The Interval Training App Professional offers several interval training features for indoor and outdoor use. In order to use these features, please configure them properly before.  

Example:

Lets assume you would like to do a workout with

  • 10 minutes warm-up (in heart rarte zone 2)
  • 5 series of
    - 400 meters sprint (in heart rartezone 4)
    - 30 seconds rest (in heart rartezone 2)
  • 10 minutes cool-down

This can be configured in the PREMIUM version via app settings as illustrated on the left side.

 

Note:

Intervals start with a recovery phase (due to user feedback). If you don´t like that, please subtract that time from the warm-up time.


WARM-UP Phase:

Before an interval training it is strongly recommended to perform an adequate warm-up in order to avoid an injury. If this phase is enabled (warm-up trigger selection is time- or distance-based), then the warm-up phase is indicated a few seconds after start via vibration, tone (for watches which support this) and light as graphically as shown in the figure below. On top, the time respectively distance for this phase is shown in seconds respectively meter/feet. This phase can be disabled via trigger configuration or skipped when pressing the <BACK> button on your watch.


Interval Training:

An interval training consists of following three phases which can be repeated a user-defined number of times:

  • RECOVERY Intensity Phase
  • MODERATE Intensity Phase
  • HEAVY Intensity Phase

After the recommended warm-up, an interval training always starts with a RECOVERY intensity phase where the time or distance can be freely configured. This phase is indicated via vibration, tone (for watches which support this) and light as graphically as shown in the figure below. On top, the time respectively distance for this phase is shown in seconds respectively meter/feet. This phase can be disabled via trigger configuration or skipped when pressing the <BACK> button on your watch.

After the high activity phase a MODERATE activity phase follows. The time or distance can be freely configured. This phase is indicated via vibration, tone (for watches which support this) and light as graphically as shown in the figure below. On top, the time respectively distance for this phase is shown in seconds respectively meter/feet. This phase can be disabled via trigger configuration or skipped when pressing the <BACK> button on your watch.

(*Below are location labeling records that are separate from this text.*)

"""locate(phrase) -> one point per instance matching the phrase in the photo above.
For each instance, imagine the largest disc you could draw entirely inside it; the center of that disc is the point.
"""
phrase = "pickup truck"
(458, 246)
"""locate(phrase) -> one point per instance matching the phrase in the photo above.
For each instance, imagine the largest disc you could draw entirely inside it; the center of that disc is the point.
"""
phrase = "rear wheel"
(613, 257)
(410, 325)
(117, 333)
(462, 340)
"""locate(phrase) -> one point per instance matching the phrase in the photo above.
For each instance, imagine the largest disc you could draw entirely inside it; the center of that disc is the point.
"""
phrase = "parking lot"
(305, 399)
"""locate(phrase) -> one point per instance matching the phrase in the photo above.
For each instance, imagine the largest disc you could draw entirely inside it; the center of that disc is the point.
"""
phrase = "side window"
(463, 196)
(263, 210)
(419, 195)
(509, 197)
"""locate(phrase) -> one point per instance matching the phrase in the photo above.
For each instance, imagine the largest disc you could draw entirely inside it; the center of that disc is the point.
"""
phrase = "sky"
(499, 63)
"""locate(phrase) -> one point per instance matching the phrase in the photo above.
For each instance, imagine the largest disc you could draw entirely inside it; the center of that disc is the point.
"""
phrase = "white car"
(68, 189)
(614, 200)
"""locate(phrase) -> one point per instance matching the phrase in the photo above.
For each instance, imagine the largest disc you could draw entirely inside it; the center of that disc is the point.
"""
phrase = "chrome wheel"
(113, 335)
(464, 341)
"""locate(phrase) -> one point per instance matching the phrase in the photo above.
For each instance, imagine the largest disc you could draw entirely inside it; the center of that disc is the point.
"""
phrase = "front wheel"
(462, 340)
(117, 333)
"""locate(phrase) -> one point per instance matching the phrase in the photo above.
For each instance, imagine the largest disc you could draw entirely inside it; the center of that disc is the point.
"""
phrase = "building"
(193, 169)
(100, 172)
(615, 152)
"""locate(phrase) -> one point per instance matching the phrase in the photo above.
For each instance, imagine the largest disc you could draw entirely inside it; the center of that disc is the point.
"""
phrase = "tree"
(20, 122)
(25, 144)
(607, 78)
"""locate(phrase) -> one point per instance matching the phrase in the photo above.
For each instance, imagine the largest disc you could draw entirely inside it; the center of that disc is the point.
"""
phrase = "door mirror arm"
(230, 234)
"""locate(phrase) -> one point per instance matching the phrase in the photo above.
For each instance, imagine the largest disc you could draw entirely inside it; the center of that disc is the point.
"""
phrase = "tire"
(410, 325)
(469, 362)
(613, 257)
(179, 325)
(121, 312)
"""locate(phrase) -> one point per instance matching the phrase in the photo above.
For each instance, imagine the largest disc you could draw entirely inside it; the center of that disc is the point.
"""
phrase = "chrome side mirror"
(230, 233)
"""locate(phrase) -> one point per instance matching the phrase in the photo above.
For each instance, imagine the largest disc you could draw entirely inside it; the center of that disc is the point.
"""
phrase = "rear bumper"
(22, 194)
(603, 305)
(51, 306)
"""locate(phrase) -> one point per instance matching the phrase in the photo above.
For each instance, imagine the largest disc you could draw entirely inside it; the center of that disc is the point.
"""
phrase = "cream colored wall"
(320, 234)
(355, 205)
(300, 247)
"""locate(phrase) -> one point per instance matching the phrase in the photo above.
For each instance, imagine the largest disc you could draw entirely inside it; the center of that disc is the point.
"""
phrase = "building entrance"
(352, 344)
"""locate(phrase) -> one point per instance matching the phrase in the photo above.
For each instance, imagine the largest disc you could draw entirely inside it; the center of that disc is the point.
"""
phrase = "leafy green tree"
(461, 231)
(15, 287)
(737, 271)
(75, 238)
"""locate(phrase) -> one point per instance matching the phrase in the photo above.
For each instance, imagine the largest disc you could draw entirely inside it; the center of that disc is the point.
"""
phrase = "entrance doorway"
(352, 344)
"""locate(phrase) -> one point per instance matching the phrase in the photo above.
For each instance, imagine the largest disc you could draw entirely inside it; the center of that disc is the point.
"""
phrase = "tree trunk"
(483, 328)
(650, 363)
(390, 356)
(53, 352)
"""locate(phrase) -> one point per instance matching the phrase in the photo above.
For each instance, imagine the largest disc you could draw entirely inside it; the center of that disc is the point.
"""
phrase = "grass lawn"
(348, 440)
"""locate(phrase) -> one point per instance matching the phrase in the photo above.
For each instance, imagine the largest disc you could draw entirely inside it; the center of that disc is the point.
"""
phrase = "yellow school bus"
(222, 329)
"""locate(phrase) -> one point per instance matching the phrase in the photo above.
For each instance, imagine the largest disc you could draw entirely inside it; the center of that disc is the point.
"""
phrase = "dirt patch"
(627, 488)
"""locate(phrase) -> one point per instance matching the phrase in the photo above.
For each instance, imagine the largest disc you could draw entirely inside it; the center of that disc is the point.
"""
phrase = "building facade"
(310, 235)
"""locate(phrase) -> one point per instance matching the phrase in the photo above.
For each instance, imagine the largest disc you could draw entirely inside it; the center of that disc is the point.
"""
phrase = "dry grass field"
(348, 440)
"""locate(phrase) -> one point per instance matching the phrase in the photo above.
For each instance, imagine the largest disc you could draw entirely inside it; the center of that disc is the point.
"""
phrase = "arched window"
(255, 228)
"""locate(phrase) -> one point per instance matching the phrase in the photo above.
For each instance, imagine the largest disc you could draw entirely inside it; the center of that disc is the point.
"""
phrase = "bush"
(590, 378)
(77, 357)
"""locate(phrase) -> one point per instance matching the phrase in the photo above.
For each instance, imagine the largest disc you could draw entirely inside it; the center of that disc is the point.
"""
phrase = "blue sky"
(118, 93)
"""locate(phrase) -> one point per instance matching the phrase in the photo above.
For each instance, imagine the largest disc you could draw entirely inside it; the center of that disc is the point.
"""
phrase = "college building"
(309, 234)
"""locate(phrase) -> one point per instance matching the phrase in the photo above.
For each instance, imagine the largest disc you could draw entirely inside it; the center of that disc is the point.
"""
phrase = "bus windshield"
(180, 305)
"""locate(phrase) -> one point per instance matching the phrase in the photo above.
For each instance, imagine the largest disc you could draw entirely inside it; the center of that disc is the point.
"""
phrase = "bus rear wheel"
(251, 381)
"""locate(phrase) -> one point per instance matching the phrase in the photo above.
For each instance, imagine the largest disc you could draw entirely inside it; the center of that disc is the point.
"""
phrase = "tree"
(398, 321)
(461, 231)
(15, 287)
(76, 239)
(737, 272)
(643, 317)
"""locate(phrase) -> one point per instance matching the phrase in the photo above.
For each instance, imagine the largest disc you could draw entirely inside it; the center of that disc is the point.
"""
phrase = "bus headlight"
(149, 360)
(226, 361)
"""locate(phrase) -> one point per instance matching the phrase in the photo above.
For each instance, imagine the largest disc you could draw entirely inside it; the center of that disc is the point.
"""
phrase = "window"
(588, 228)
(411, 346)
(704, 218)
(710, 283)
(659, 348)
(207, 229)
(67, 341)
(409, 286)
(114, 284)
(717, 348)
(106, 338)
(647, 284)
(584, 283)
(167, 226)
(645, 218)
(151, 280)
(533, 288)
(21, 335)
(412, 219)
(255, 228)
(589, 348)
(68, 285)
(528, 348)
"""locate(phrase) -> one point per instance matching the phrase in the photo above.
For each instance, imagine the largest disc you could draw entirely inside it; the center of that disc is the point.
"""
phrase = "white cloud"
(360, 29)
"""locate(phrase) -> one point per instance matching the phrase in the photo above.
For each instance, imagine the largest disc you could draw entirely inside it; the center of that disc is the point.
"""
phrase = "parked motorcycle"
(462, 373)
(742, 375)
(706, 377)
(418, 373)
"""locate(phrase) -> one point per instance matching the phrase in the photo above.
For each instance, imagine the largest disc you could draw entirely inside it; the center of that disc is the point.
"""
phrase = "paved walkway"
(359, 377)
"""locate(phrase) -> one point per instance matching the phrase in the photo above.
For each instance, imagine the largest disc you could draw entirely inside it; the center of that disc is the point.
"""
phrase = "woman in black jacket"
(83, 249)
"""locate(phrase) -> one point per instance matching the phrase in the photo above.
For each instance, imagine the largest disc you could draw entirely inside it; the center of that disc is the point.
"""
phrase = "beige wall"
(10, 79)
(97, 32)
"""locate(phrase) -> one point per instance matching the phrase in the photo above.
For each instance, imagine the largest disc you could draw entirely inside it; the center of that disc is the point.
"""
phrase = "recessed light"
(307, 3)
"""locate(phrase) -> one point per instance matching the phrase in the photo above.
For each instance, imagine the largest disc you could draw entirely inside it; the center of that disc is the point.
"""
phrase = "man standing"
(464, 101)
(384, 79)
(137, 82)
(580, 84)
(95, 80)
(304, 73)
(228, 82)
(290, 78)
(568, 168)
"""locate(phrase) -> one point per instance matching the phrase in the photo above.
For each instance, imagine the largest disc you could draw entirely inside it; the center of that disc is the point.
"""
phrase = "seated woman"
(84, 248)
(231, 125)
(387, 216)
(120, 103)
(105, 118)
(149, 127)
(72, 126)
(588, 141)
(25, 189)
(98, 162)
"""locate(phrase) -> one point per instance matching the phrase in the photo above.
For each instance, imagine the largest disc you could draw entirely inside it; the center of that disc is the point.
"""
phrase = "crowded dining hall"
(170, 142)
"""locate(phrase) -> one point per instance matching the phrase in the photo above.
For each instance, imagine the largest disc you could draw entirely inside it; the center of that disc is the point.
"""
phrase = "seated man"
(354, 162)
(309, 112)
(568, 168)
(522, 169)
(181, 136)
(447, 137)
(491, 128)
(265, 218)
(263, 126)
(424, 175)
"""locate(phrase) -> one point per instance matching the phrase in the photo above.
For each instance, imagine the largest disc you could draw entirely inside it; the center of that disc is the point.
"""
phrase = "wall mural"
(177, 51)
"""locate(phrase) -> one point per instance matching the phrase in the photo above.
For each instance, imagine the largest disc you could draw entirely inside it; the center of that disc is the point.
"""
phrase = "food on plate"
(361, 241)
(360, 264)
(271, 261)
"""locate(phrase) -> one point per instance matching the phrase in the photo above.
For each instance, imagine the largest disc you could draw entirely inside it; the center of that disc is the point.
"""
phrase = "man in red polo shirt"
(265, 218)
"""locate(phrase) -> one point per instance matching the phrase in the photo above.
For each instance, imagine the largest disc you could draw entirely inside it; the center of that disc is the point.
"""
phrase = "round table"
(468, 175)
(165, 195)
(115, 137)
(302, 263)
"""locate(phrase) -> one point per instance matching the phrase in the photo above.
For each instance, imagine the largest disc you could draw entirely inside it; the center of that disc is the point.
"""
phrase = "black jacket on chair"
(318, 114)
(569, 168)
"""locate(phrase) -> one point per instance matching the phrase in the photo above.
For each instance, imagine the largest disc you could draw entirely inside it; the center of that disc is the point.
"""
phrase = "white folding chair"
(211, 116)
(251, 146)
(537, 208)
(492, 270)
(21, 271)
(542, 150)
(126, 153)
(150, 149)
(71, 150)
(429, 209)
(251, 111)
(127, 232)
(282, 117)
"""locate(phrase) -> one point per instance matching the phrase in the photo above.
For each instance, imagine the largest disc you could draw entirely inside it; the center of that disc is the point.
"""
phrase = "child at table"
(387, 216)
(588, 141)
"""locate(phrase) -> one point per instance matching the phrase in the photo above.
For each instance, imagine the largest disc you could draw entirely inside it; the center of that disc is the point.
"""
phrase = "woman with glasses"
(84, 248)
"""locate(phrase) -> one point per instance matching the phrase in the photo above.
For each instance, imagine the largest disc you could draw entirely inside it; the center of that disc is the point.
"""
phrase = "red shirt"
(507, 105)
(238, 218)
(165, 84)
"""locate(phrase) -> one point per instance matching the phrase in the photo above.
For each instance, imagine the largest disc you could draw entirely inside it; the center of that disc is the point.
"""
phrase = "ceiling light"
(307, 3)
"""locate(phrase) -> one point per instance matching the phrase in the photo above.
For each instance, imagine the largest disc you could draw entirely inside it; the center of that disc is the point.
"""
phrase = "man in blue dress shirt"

After the moderate activity phase the HIGH intensity phase follows.  The time or distance can be freely configured. This phase is indicated via vibration, tone (for watches which support this) and light as graphically as shown in the figure below. On top, the time respectively distance for this phase is shown in seconds respectively meter/feet. This phase can be disabled via trigger configuration or skipped when pressing the <BACK> button on your watch.


COOL-DOWN Phase:

After an interval training it is strongly recommended to perform an adequate cool-down in order to avoid an injury. If this phase is enabled (warm-up trigger selection is time- or distance-based), then the warm-up phase is indicated 5 seconds after start via vibration, tone (for watches which support this) and light as graphically as shown in the figure below. On top, the time respectively distance for this phase is shown in seconds respectively meter/feet. This phase can be disabled via trigger configuration or skipped when pressing the <BACK> button on your watch.


End:

After an interval training a menu is shown where the user can decide how to continue as shown in the figure below.